[wp-hackers] get_terms() & 'term_group'
The WordPress Web Warlock
wordpress at web-warlocks.net
Sun Jul 17 01:11:55 UTC 2011
Al 16/07/2011 23:12, En/na Otto ha escrit:
> Term aliasing is one of those things that nobody really uses, but it's
> left there because there's some ideas floating around it that could be
> useful for somebody.
>
> Basically, the idea is to group terms together showing that they're
> related or similar or the same or something. For example, if I went to
> /tags/wordpress then maybe it'd be nice to get posts with the tag "WP"
> as well. If those two terms were in the same group, then I might be
> able to do something like that.
>
> Marking terms as aliases is there and works. How you can use that term
> grouping is not really in there at all. That's more advanced
> functionality that needs to be fleshed out and rethought before
> becoming core code.
>
> -Otto
>
There's quite a difference between a "term group" (just what WP
so-called "taxonomies" are) and a term alias (that redirects, or means,
another "parent" or "main" term). "Similar" is a different thing of
"Identity" (being the same) and both are quite different to "related".
If wp and wordpress (sorry, no uppercase danging in slugs) are aliased
(meaning that "wp" is alias of "wordpress", *and obviously not vice
versa*), you should never, ever, be able to assign posts to *both*
terms, because that's asking for disaster.
Besides, the "term group" thingie, as designed/slightly implemented,
doesn't show which is alias or synonim of which. I sincerely doubt that
"making terms as aliases" really "works" because *no term can be
actually alias of any other term* with the column system. That is, *they
do not know who they're alias to*. (How can an alias system possibly
work with that?) Terms may, at most, share a value in a non-API-ed
column in the table... which is linked to no term at all. It just keeps
score of how many "term groups" area already in the table, but that
doesn't point to any term (and if you're pointing to no other main term,
*you're making no alias*, don't fool yourself). That just "floats". So
it's actually a (numerical) "taxonomy" set in the wp_terms table, with
no API and number value instead of string. But there are already
"taxonomies", which is the thing that WP core uses, so that column is
absolutely useless. Also the term API is heavily dependant on taxonomies
—the "term groups" and, ahem, "alias" you're talking about, have no
mention to taxonomies whatsoever, and have no way to reference it
because the "term group" are supposed to refer to the number of term
group, not term_id, not any term_taxonomy_id nor taxonomies. And term_id
may map to multiple records in term_taxonomy (though it's a mess and a
bad idea to do that, yes, but it's possible, and more feasible than the
"term group" column thingie).
So the term_group column marks the terms as having some kind of unnamed
relationship, which by no means can be an alias (synonimia/redirecting)
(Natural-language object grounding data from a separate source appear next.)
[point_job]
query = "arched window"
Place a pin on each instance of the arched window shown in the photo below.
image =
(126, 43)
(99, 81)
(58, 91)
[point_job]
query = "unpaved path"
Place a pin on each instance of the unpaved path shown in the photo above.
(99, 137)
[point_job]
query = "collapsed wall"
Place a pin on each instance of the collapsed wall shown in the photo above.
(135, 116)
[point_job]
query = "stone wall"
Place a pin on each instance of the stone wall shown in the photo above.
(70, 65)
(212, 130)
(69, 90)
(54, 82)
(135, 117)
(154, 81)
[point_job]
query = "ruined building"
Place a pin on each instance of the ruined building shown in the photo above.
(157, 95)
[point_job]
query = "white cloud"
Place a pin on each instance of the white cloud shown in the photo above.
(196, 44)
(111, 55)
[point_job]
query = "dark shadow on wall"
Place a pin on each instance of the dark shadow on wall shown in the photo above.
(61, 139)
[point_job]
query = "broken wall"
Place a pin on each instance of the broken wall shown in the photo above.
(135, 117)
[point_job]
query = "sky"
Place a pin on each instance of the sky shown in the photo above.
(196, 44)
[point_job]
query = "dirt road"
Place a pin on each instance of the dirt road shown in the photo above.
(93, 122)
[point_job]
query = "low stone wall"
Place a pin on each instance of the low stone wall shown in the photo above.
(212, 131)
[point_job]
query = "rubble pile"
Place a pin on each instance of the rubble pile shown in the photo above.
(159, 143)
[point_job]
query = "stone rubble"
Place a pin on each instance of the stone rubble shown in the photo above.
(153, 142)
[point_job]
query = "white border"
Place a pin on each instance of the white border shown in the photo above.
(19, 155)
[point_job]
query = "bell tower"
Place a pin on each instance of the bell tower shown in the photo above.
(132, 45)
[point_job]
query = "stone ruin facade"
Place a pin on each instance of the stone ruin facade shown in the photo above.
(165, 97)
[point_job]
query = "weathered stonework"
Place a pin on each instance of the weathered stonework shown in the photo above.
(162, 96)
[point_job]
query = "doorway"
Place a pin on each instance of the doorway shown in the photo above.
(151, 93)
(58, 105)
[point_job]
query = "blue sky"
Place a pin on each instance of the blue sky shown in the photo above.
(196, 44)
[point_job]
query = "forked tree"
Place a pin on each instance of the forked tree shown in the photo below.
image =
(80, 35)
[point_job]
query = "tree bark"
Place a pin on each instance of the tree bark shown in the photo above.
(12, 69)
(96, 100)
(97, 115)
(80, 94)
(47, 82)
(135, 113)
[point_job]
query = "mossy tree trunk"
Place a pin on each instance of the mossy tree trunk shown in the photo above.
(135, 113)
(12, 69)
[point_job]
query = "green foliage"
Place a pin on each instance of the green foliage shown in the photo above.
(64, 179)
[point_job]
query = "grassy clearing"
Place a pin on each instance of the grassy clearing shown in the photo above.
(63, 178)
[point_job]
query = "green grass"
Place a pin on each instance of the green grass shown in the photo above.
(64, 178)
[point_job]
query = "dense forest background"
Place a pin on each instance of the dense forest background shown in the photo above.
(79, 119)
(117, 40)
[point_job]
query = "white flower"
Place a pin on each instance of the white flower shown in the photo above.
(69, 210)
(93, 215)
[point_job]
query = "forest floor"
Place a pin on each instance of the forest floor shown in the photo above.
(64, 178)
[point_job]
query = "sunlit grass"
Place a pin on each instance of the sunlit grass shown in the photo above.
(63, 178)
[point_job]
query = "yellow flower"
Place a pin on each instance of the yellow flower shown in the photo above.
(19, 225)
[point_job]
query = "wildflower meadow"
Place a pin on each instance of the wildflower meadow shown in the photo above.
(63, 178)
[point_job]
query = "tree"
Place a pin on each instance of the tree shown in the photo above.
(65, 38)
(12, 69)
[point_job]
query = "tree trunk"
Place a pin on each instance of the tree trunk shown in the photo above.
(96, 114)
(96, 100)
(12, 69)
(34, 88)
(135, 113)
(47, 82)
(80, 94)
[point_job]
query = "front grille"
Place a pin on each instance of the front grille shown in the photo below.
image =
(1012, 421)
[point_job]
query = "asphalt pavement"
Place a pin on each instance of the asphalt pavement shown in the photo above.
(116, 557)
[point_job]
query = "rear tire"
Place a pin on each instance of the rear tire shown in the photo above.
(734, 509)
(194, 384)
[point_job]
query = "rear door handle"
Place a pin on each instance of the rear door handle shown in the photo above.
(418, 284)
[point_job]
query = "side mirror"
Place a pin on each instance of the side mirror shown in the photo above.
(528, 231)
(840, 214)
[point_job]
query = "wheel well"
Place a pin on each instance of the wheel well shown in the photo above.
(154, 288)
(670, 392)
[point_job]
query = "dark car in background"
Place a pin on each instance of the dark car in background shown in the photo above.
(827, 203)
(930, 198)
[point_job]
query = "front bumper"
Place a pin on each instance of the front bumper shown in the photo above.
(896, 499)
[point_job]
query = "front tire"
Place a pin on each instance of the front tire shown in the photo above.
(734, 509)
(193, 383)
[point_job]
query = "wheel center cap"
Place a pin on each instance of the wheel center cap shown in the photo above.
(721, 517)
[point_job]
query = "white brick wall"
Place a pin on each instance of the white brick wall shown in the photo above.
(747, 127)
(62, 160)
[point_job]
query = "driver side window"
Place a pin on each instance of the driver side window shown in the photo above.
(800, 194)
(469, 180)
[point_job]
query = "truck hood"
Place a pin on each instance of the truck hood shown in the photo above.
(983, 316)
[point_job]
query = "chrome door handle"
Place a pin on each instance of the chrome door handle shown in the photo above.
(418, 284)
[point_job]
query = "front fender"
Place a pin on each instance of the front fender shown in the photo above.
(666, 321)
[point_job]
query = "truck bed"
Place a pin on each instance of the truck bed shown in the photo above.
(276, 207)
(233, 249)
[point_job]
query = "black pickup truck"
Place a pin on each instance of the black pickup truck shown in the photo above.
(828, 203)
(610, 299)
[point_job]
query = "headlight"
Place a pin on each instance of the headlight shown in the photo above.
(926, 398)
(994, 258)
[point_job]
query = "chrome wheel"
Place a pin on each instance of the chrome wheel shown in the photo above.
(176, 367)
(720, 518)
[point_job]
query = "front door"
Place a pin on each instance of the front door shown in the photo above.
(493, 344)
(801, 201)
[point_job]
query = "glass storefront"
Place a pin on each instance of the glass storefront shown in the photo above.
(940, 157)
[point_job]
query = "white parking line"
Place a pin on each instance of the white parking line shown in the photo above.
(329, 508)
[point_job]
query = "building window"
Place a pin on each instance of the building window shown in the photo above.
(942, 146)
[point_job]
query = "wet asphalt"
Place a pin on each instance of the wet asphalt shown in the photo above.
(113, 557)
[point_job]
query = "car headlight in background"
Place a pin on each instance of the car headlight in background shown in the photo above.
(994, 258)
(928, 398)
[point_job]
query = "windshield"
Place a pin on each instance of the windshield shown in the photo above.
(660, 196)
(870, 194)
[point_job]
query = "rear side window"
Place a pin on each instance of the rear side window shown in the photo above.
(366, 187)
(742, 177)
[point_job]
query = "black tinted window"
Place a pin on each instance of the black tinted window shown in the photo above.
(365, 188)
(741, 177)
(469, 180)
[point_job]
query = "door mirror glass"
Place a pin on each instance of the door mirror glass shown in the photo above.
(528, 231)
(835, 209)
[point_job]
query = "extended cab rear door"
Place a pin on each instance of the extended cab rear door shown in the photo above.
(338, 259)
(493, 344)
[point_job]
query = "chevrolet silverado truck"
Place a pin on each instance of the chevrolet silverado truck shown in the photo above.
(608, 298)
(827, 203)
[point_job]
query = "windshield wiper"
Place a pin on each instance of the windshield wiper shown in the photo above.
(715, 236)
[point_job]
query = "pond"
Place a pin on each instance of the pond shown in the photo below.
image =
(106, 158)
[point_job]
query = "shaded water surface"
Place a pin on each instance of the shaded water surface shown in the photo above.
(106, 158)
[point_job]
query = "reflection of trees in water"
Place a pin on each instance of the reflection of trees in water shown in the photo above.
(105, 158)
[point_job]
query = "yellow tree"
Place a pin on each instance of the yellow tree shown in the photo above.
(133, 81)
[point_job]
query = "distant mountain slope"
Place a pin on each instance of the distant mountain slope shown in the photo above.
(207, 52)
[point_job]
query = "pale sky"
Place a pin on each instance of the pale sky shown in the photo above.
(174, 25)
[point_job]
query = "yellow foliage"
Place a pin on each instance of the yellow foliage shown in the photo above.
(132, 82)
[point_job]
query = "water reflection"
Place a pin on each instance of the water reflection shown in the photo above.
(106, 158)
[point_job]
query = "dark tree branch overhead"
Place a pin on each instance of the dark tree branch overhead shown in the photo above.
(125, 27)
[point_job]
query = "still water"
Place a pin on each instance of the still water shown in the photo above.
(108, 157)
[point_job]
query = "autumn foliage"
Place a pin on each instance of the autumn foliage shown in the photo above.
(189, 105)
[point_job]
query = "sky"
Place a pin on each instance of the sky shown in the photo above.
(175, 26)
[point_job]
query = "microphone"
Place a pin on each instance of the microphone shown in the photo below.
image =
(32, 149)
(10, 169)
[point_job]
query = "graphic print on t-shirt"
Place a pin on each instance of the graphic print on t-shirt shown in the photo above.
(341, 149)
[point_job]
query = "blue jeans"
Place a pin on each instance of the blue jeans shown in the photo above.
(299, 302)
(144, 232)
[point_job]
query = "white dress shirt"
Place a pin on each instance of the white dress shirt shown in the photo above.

relationship, and that you have to specifically define by hardcoding it
somewhere. And are site-exclusive (the number of the very same "term
group" can be different across sites). But that doesn't matter much,
since you've got also to code all the rest of the API...
It's far more efficient to implement term meta and with a single field
(or two for taxonomy and term_id, if you don't want to store serialized
data), assign any term as alias of another term. Then, you can hook any
operations to terms, and see if the term you're working with is alias of
another; and if it is, you may redirect to the aliased term template,
link to the aliased term link, and even substitute the alias term for
the aliased term in wp_set_object_terms. I know because I've done that.
(Also, you can get things the other way, that is, you may know which
terms are aliases of any given term).
(And using groups with term meta instead of taxonomies, btw, can also be
pretty more efficient that using taxonomies, even if "taxonomies" are
already built in. You may just get the IDs of the terms, and have
hundreds or thousands of term groups, and still add just another
instance of the term_taxonomy_table, not hundreds or thousands of them.
A "group" that has hundreds of terms, with no subdivisions, is hardly
manageable or useful at all: the term parent id would be much more
meaningful and detailed than the "taxonomy").
That's another of the use cases and features for term meta I explained
the other day, back when you were asking for them, and you paid no heed.
See, there are other people thinking out there, too, so maybe you'd need
just to listen sometimes instead of rethinking.
So, yes, mark another to go for term meta.